Face à ces discours qui tendent à discriminer les Français musulmans ou d'origine étrangère et qui font le jeu de Daech, on prefère tourner le regard vers les actes de solidarité entre croyants et non-croyants ou fidèles de différentes religions.

«Le sang qui a coulé, ce sera le ciment qui rassemble nos deux communautés», a affirmé à l'issue de la messe de Rouen, le président du conseil régional du culte musulman de Haute-Normandie et représentant de la mosquée de Saint-Etienne-du-Rouvray, Mohamed Karabila.
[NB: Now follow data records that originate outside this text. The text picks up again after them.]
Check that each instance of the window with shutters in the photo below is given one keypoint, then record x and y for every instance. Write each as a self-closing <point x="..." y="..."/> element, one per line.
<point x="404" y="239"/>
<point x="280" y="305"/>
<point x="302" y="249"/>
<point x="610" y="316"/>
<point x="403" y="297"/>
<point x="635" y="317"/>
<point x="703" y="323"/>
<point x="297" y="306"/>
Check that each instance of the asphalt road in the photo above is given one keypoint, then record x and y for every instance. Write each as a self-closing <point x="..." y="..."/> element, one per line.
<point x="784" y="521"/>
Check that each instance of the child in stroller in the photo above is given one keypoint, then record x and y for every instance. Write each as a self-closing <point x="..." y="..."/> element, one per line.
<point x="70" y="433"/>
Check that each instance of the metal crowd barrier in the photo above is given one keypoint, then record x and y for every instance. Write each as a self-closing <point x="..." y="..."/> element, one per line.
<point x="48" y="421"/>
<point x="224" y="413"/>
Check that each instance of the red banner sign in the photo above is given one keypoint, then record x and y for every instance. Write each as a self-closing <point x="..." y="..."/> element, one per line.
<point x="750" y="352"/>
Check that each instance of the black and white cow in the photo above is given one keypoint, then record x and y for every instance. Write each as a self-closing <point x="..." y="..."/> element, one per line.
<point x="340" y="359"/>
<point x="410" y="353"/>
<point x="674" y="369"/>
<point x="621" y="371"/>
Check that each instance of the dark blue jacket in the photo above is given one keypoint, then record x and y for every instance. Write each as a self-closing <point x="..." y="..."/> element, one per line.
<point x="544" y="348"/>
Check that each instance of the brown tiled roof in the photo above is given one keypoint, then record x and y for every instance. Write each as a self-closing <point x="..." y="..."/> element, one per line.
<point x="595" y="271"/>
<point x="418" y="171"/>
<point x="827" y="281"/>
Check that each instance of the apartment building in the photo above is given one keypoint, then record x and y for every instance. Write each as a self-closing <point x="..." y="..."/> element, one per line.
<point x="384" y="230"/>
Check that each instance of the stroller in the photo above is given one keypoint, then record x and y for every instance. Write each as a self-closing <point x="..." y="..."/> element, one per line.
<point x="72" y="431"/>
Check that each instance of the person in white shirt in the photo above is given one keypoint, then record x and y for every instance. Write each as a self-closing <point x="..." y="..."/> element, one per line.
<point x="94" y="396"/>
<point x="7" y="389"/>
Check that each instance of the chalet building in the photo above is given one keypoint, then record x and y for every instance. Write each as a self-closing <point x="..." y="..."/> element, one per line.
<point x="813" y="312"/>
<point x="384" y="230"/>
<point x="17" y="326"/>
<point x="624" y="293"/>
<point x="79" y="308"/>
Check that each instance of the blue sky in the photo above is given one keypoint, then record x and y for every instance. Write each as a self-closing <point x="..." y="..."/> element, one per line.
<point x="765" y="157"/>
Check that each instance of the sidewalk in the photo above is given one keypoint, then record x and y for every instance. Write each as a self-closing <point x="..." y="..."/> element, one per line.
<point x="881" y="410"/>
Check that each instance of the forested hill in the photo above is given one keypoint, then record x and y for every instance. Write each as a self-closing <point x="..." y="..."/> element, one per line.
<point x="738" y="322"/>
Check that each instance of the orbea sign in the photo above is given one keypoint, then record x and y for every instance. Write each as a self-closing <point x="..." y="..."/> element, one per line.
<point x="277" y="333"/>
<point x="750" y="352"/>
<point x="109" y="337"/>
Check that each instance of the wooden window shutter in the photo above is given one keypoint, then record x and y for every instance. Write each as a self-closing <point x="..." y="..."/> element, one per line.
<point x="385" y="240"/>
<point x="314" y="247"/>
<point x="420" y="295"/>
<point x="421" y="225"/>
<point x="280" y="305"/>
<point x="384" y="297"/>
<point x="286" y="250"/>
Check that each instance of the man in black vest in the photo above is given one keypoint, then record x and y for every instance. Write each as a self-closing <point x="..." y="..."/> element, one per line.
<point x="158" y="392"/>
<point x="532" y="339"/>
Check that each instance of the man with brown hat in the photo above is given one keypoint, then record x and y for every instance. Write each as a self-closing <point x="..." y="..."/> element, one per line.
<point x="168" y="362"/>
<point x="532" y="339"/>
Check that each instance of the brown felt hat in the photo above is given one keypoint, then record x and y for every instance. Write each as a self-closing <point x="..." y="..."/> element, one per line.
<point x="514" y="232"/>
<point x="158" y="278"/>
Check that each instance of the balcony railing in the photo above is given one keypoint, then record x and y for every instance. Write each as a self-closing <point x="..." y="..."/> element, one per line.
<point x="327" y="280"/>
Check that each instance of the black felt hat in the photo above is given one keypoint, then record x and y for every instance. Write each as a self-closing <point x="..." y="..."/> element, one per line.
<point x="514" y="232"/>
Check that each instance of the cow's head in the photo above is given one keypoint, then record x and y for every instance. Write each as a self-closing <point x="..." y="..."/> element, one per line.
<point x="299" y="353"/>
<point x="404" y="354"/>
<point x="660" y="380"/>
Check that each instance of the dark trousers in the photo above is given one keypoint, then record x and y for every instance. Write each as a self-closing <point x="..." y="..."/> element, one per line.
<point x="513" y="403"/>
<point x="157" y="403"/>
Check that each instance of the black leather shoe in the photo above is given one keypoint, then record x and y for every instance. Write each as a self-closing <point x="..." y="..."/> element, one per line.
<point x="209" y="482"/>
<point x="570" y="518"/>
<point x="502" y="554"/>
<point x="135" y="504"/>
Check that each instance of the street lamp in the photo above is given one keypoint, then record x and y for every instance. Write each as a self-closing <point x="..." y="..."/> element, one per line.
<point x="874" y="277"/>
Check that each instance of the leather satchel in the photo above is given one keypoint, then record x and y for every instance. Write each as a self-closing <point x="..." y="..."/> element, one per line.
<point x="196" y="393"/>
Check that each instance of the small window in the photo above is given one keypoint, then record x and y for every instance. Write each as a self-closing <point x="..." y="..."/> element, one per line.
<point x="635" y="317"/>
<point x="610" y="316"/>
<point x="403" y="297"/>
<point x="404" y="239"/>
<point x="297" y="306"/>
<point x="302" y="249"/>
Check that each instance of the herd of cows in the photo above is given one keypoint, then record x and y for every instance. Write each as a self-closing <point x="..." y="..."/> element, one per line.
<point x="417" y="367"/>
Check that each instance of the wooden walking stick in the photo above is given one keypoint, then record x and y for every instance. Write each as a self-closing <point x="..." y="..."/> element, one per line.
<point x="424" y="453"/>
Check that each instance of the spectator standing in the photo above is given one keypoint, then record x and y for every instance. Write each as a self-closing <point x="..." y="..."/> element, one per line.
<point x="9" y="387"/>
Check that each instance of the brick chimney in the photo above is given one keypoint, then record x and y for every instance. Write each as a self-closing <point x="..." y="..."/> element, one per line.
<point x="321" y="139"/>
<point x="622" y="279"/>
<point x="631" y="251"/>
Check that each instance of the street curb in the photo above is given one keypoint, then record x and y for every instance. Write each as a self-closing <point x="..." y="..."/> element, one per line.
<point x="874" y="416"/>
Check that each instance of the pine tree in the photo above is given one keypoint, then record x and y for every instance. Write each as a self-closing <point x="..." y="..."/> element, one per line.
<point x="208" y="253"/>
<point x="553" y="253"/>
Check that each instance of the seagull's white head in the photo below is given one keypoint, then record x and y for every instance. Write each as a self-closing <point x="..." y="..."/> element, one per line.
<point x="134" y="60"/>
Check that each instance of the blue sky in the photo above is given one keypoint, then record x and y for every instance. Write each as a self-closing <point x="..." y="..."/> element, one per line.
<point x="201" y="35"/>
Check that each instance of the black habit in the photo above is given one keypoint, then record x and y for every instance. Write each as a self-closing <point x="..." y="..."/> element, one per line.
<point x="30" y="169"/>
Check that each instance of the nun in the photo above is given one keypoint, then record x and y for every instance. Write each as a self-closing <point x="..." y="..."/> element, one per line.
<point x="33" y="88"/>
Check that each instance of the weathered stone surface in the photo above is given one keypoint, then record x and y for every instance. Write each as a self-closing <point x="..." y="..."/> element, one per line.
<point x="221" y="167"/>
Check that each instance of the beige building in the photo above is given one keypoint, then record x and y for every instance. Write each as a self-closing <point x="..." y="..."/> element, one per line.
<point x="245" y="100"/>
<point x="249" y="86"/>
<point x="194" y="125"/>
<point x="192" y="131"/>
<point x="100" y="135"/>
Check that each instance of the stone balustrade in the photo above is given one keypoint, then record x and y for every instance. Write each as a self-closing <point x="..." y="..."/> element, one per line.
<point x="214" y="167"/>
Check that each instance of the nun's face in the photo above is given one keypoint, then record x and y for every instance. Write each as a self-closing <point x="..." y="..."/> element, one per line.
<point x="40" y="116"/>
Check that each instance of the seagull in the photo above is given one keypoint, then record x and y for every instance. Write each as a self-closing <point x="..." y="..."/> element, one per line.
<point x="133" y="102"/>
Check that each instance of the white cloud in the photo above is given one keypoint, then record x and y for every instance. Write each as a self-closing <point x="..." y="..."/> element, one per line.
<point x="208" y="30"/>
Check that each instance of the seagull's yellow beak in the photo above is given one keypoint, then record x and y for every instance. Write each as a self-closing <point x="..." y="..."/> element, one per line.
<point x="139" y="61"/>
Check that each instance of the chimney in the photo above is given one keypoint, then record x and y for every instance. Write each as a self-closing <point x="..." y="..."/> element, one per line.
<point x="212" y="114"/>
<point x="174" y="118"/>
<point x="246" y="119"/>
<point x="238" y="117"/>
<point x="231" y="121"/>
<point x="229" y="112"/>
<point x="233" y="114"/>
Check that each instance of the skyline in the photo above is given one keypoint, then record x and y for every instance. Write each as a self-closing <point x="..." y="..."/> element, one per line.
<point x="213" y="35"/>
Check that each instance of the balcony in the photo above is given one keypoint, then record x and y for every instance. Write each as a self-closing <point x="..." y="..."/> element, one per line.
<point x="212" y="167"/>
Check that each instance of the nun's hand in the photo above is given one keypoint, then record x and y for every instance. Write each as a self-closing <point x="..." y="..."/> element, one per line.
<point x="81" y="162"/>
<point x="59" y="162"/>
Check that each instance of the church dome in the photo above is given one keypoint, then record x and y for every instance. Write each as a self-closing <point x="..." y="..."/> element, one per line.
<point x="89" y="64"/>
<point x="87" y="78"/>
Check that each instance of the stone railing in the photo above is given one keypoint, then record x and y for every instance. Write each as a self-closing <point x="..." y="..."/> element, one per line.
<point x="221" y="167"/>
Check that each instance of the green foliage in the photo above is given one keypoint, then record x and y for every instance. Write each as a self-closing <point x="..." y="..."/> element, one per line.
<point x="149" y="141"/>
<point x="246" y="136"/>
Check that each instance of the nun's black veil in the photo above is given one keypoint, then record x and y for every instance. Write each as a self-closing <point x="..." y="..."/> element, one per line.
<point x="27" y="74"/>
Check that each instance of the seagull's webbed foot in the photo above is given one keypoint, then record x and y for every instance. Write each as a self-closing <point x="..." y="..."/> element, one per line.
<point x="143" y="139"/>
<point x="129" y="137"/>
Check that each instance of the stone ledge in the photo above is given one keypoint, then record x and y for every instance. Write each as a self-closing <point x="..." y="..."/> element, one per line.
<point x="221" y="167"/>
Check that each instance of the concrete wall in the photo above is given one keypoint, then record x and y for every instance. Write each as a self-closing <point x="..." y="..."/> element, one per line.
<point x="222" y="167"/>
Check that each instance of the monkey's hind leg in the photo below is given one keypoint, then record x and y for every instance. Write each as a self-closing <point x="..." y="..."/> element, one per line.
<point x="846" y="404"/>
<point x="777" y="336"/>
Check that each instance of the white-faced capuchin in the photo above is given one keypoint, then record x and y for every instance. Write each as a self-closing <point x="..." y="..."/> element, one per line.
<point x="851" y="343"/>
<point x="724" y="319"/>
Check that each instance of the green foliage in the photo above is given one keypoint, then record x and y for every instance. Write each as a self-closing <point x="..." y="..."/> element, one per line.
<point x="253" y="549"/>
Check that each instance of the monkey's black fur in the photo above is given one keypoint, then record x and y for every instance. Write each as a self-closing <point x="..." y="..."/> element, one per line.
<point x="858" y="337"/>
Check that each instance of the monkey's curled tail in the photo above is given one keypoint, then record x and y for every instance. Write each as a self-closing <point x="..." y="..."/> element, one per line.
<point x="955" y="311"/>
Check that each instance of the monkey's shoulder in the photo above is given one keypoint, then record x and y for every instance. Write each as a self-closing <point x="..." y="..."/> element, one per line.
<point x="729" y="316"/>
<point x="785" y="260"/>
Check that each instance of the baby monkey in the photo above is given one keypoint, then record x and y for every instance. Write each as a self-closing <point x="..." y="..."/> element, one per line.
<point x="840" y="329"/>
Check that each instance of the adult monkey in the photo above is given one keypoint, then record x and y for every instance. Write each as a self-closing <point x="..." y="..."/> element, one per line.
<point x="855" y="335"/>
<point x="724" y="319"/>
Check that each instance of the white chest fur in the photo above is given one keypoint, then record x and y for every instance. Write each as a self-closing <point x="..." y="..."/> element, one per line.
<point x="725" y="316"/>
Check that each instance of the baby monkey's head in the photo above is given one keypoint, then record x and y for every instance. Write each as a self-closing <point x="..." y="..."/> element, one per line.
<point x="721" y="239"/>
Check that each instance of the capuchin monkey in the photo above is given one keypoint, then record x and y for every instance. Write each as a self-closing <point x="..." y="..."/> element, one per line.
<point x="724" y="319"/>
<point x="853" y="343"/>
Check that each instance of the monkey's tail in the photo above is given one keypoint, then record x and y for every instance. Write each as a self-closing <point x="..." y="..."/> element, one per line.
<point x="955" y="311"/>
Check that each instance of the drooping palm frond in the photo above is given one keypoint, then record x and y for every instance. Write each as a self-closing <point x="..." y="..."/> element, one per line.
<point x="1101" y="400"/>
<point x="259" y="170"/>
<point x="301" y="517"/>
En écoutant ses paroles, il est utile de noter qu'à quelques milliers de kilomètres de là, Daech publiait le dernier numéro de sa revue Dabiq, avec en titre «Break the cross» («Brisez la croix») et dans lequel les penseurs de l'organisation terroriste appellent les musulmans à se méfier des «"imams" qui vous amènent aux portes de l'Enfer. Ils apparaissent comme "musulmans" et parlent le langage de l'Islam, mais ils appellent à la désunion et à rester à distance d'Allah. À la place, ils appellent (...) à l'abandon de former un rang unique de musulmans contre les enemies de l'Islam!».

Ces «faux imams» vilipendés par Daech, ce sont ce que l'on appelle par abus de langage, les «musulmans modérés». Comme ceux qui ont prié en la cathédrale de Rouen.